High tech TV on a low tech budget

October 4th, 2010

We’ve mentioned our USB HDTV dongle a few times. One of my big annoyances with the loss of analog stations is the new complication in trying to point the directional antenna in our camper without an analog station to home in on.

Now, we don’t watch all that much TV, so it took me a while to figure this out and even longer to get around to posting it. Antennaweb.org has a great interface for telling you which direction and distance the nearby television stations are. Simply plug in your location and it gives you a listing of channels that might be strong enough to receive and what compass direction they are.

The next bit is just as easy. Get a permanent marker and draw a line on your antenna crank that lines up with the direction your antenna is pointing when raised so that you can tell where you’re pointing while you swivel it. Finally, get a cheapo compass and learn to use it. You can then easily point your antenna whatever direction is required.
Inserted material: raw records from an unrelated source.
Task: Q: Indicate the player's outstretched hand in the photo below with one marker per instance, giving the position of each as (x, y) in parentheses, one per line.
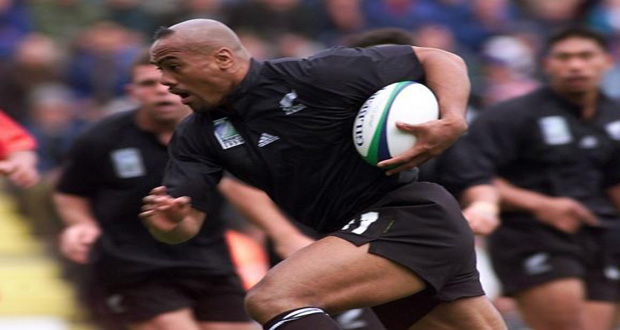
(21, 171)
(482, 217)
(162, 212)
(432, 139)
(77, 240)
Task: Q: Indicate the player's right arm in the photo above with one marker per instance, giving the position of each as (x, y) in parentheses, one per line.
(81, 229)
(170, 220)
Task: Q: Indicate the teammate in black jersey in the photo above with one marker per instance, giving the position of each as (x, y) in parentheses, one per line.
(285, 127)
(146, 283)
(557, 151)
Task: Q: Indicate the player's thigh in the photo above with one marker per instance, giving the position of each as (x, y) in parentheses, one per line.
(475, 313)
(333, 274)
(599, 315)
(555, 305)
(174, 320)
(229, 326)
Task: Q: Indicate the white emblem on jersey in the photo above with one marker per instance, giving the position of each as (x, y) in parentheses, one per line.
(612, 273)
(613, 129)
(588, 142)
(366, 220)
(287, 104)
(537, 264)
(114, 302)
(351, 319)
(128, 163)
(555, 130)
(226, 134)
(266, 139)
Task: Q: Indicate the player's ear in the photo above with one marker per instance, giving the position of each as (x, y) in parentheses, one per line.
(224, 58)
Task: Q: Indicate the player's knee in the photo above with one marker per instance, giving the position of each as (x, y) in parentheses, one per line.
(264, 301)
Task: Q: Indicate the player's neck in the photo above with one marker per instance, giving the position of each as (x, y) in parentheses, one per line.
(587, 101)
(162, 129)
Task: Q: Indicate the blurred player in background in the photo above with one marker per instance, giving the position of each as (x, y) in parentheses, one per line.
(18, 160)
(284, 126)
(557, 151)
(144, 283)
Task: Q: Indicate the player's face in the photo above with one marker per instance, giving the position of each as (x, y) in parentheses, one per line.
(153, 97)
(196, 77)
(576, 65)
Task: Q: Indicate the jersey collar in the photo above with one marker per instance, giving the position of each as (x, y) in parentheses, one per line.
(246, 85)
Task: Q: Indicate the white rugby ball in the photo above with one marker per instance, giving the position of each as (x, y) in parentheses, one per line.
(375, 134)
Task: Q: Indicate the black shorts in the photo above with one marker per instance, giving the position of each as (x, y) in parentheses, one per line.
(421, 227)
(525, 254)
(212, 298)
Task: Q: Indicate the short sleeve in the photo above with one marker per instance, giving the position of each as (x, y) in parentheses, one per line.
(79, 173)
(13, 137)
(353, 74)
(191, 170)
(612, 171)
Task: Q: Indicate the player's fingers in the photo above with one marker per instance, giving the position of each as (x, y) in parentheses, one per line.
(147, 214)
(182, 201)
(409, 127)
(161, 190)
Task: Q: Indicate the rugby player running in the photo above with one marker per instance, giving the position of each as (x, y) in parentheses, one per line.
(284, 126)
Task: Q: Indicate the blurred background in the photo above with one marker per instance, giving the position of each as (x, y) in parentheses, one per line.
(64, 63)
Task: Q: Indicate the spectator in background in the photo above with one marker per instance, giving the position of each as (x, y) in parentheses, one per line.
(36, 61)
(63, 20)
(340, 18)
(17, 157)
(14, 25)
(99, 68)
(273, 18)
(508, 68)
(131, 15)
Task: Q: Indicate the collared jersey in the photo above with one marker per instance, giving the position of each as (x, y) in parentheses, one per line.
(287, 129)
(540, 142)
(114, 164)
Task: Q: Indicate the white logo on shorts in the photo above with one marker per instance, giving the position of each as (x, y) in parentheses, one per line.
(128, 163)
(365, 221)
(537, 264)
(613, 129)
(612, 273)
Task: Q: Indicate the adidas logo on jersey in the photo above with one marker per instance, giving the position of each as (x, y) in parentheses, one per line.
(287, 104)
(266, 139)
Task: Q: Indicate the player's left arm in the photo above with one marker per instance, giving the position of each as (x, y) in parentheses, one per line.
(614, 194)
(446, 75)
(170, 220)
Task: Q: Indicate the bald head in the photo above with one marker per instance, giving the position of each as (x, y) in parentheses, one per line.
(203, 35)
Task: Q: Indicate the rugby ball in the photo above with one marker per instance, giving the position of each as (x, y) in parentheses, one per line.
(375, 134)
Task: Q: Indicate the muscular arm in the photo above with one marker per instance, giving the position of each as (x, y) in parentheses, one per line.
(171, 220)
(257, 207)
(446, 76)
(614, 195)
(81, 229)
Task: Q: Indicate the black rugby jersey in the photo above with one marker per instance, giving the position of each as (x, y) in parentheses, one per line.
(287, 129)
(540, 142)
(115, 164)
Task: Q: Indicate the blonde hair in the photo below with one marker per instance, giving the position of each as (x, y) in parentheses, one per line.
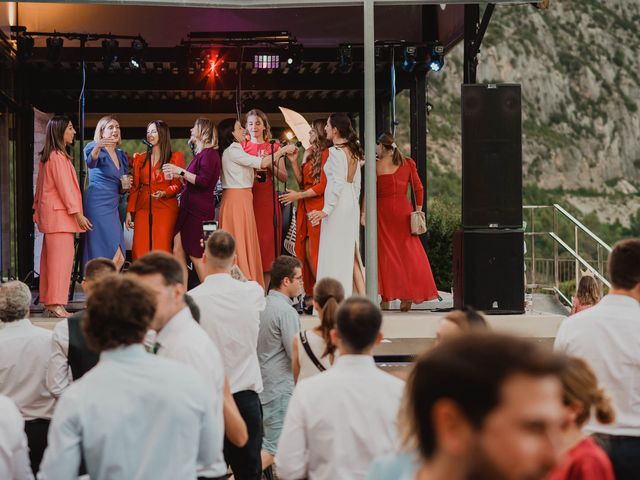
(254, 112)
(588, 291)
(581, 388)
(102, 124)
(205, 133)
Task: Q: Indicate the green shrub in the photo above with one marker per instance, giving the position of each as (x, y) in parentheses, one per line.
(442, 222)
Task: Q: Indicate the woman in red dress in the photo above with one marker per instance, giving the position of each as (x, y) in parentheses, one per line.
(259, 130)
(403, 267)
(163, 193)
(584, 459)
(312, 181)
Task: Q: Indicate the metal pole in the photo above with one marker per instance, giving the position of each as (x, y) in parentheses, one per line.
(371, 228)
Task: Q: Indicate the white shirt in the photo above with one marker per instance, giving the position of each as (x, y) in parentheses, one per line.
(58, 371)
(135, 416)
(339, 421)
(230, 314)
(237, 167)
(183, 340)
(14, 452)
(24, 354)
(607, 336)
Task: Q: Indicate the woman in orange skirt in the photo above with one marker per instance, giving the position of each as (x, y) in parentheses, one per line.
(57, 206)
(312, 181)
(164, 189)
(236, 210)
(259, 130)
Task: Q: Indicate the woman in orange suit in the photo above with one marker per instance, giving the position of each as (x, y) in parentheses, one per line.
(163, 193)
(57, 207)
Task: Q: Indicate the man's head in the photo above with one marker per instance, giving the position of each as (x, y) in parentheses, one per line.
(220, 251)
(624, 267)
(94, 270)
(15, 300)
(358, 323)
(163, 275)
(490, 404)
(119, 313)
(286, 276)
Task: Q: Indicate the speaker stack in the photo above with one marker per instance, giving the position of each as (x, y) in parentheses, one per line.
(488, 257)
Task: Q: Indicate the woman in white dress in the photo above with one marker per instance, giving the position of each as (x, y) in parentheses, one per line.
(339, 252)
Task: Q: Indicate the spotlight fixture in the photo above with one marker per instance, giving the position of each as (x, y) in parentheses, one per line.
(138, 47)
(409, 58)
(345, 58)
(25, 47)
(436, 61)
(54, 49)
(266, 61)
(109, 51)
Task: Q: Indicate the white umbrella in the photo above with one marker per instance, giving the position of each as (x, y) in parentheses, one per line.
(298, 124)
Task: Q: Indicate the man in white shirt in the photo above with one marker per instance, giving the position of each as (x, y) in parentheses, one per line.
(230, 312)
(14, 453)
(607, 336)
(339, 420)
(134, 415)
(180, 338)
(24, 353)
(70, 356)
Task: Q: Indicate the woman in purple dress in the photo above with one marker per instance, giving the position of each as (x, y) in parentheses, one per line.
(197, 202)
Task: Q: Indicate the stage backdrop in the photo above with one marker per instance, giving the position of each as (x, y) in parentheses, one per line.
(40, 120)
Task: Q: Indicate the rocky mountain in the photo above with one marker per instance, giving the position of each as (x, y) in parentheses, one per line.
(579, 66)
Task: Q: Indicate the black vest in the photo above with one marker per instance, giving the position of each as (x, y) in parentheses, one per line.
(81, 359)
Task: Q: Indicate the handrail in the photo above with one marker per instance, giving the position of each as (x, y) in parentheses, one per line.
(580, 259)
(581, 227)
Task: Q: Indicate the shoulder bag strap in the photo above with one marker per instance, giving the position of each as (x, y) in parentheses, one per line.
(310, 354)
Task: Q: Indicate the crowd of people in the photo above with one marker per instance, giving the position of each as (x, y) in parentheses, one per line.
(152, 381)
(168, 201)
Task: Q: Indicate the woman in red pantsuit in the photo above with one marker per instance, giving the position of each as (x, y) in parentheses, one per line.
(403, 267)
(312, 181)
(163, 193)
(57, 206)
(259, 130)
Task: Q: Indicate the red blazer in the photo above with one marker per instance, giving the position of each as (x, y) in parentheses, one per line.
(57, 196)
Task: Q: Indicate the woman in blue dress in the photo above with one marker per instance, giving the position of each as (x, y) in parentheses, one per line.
(107, 165)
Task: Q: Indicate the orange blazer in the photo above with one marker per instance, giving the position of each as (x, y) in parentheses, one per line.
(57, 197)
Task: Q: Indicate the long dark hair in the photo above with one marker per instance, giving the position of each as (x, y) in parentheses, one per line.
(164, 142)
(328, 293)
(225, 134)
(389, 143)
(318, 147)
(342, 123)
(54, 138)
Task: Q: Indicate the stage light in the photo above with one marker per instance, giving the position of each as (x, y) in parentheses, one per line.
(54, 49)
(138, 47)
(266, 61)
(409, 58)
(436, 62)
(109, 51)
(345, 58)
(25, 47)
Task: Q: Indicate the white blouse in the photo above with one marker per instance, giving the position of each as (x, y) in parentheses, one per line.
(237, 167)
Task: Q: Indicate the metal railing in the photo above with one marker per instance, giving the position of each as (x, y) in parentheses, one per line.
(570, 256)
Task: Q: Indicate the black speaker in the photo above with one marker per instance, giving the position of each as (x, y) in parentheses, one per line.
(488, 270)
(491, 156)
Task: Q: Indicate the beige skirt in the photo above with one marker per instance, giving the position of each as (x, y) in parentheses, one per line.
(237, 218)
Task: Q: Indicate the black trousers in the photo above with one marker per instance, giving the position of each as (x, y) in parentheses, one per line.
(246, 462)
(36, 431)
(624, 453)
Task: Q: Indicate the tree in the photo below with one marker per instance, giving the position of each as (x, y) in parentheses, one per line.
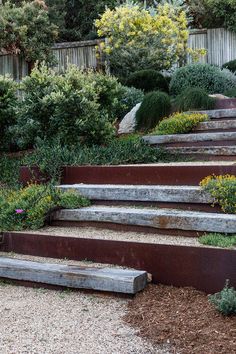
(26, 30)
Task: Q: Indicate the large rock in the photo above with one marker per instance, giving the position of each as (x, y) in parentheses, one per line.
(127, 125)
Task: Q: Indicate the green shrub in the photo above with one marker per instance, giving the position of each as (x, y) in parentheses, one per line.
(51, 158)
(148, 80)
(231, 93)
(65, 107)
(29, 207)
(230, 65)
(8, 102)
(210, 78)
(223, 190)
(155, 106)
(194, 99)
(225, 301)
(218, 240)
(179, 123)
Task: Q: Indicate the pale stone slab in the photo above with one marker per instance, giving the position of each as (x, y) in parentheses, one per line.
(128, 123)
(177, 138)
(157, 218)
(163, 193)
(104, 279)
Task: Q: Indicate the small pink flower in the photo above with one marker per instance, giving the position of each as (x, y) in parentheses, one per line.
(19, 211)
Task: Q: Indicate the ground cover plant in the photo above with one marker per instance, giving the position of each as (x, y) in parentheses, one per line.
(154, 107)
(225, 300)
(29, 207)
(218, 240)
(223, 190)
(179, 123)
(193, 99)
(207, 77)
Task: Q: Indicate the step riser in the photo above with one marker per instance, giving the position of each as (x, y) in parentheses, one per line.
(156, 194)
(105, 279)
(177, 138)
(159, 219)
(203, 268)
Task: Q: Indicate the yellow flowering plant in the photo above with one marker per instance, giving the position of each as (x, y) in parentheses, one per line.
(138, 37)
(223, 190)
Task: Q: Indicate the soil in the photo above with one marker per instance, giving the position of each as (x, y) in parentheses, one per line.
(184, 318)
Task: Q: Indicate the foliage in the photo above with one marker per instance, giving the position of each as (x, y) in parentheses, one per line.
(29, 207)
(194, 98)
(143, 38)
(218, 240)
(210, 78)
(231, 93)
(120, 151)
(225, 301)
(148, 80)
(230, 65)
(27, 30)
(179, 123)
(155, 106)
(67, 107)
(223, 190)
(8, 101)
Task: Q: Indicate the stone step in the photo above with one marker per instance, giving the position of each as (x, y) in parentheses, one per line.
(162, 193)
(73, 276)
(218, 113)
(190, 138)
(214, 151)
(217, 125)
(155, 218)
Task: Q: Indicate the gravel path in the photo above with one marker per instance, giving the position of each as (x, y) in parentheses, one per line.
(39, 321)
(105, 234)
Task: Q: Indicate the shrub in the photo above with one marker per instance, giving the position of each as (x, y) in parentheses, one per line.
(223, 190)
(179, 123)
(231, 93)
(218, 240)
(141, 38)
(155, 106)
(193, 98)
(8, 102)
(231, 65)
(29, 207)
(148, 80)
(225, 300)
(65, 107)
(204, 76)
If you have satellite TV, please move along. Nothing to see here.

A new vidiot box

January 28th, 2009

Yep, in spite of knowing I shouldn’t be watching a lot of TV, I do miss some of the PBS type programming from time to time. In addition, we might watch an hour or so of random network television before the commercial overload kicks in and ruins the viewing experience. Our initial plan was to get a USB dongle and connect to one of the laptops whenever we felt like watching a bit of TV, but up until the end of the year, we never got around to it.

Well, I bought us a Avertv Hybrid Volar Max for Christmas. We’ve only just been using it the past few days, but I’ve got to say I’m quite happy with the functionality. I really expected HDTV to be much less reliable for us compared to analog TV as we’re often out in the middle of nowhere.